4. The full-angle autonomous adjustable multimedia physical display device according to claim 1, wherein the power supply control circuit of the mechanical arm comprises an NPN triode Q2, an emitter of the Q2 is connected with GND, a base of the Q2 is connected with PC0 through a resistor R10, a collector of the Q2 is connected with a control end of a relay K2, one end of the controlled end of the K2 is connected with +24V, and the other end of the controlled end of the K2 is connected with +24VOUT through a magnetic bead L11.

5. The full-angle autonomous adjustable multimedia physical display device according to claim 1, wherein the control end part of the mechanical arm comprises an STM32F105RBT6 chip U9, pins 7, 8, 16, 17, 20, 27-30 of U9 are respectively connected with NRST, PC0, PA2, PA3, PA4, PB1, PB2, PB10 and PB11 correspondingly, pins 37, 38, 41-43, 46, 49 and 57 of U9 are respectively connected with PC6, PC7, PA8, PA9, PA10 and TMS, TCK, PB5 correspondingly, and PA5 is connected with GND sequentially through a resistor R12 and a light emitting diode E1.
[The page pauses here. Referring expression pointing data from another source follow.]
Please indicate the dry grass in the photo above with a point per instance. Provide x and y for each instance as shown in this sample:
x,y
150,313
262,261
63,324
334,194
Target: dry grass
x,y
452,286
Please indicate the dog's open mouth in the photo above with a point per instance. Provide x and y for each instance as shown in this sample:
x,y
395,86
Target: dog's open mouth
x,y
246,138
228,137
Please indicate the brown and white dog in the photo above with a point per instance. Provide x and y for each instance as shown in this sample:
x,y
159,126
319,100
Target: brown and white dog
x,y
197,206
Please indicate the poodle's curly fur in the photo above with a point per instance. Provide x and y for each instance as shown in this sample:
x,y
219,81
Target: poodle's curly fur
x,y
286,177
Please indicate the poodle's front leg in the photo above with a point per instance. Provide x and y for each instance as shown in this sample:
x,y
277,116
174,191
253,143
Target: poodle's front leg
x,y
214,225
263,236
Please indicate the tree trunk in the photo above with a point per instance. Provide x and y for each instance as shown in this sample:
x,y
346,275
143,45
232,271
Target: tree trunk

6. The full-angle autonomous adjustable multimedia physical display device according to claim 1, wherein the electric reciprocating push rod control part comprises a HH63P relay K4 and a HH63P relay K5, control signal output ports of the K4 and the K5 are connected with a connector CH5, a10 pin of the K4 is connected with a collector of an NPN triode Q4, an emitter of the Q4 is connected with GND, and a base of the Q4 is connected with PB3 through a resistor R22; the 10 pin of K5 is connected with the collector of NPN triode Q5, the emitter of Q5 is connected with GND, and the base of Q5 is connected with PD2 through resistor R24.

7. The full-angle autonomous adjustable multimedia physical display device according to claim 1, wherein the cradle head communication circuit comprises an SP3485EN-L/TR chip U11, a pin 1 of U11 is connected with PA10, a pin 2 and a pin 3 of U11 are connected with PA8, a pin 4 of U11 is connected with PA9, a pin 8, a pin 5, a pin 6 and a pin 7 of U11 are respectively and correspondingly connected with +3.3V1, GND, a pin 4 of an ACT45B-510-2P-TL003 common mode filter L15 and a pin 3 of L15, and +3.3V is respectively connected with one end of a capacitor C42, one end of C43 and +3.3V1 through an inductor L12, and the other ends of C42 and C43 are connected with GND;

8. The full-angle autonomous adjustable multimedia physical display device according to claim 1, wherein the power input part comprises connectors CH3 and CH3, the 2 pins of the connectors CH3 and CH3 are respectively connected with one end of a capacitor CY1, one end of the capacitor CY2 and a first end of a common mode inductor L7 through fuses F2, the other end of the capacitor CY1 is respectively connected with FE and J2, the other end of the capacitor CY2 is respectively connected with one end of the capacitor CY4, the 1 pin of the connector CH3 and a second end of the common mode inductor L7, and the other end of the capacitor CY4 is respectively connected with FE and J3; the third end of L7 is connected with +24V through a diode D5 and a magnetic bead L5 in sequence, and the fourth end of L7 is connected with GND through a magnetic bead L9;

1 pin of the K7805M module U6 is connected with +24V;

9. The full-angle autonomous adjustable multimedia entity exhibition device according to claim 1, wherein the 4G network communication part comprises NPN triode Q3, base electrodes of Q3 are connected with PB5 through resistor R18, light emitting diode LED2, emitter electrode of Q3 is connected with GND, collector electrode of Q3 is connected with 4 pin of SRD-24VDC-SL-C relay K3, 1 pin of K3 is connected with +24v; 5 pins of K3 +24VGPRS, 3 pins of K3 +24V;1825057-1 switch SW 2's 1, 2 foot respectively with PB11, PB10 correspond to link to each other, SW 2's 4 foot respectively with connector J4's 1 foot, resistance R15 one end links to each other, SW 2's 3 foot respectively with J4's 2 foot, resistance R16 one end, R15 other end termination Q560 chip U10's 4 foot, R16 other end termination U10's 5 foot, U10's 9 foot passes through resistance R17 and connects PB1, U10's 13 foot passes through resistance R20 and connects PB2.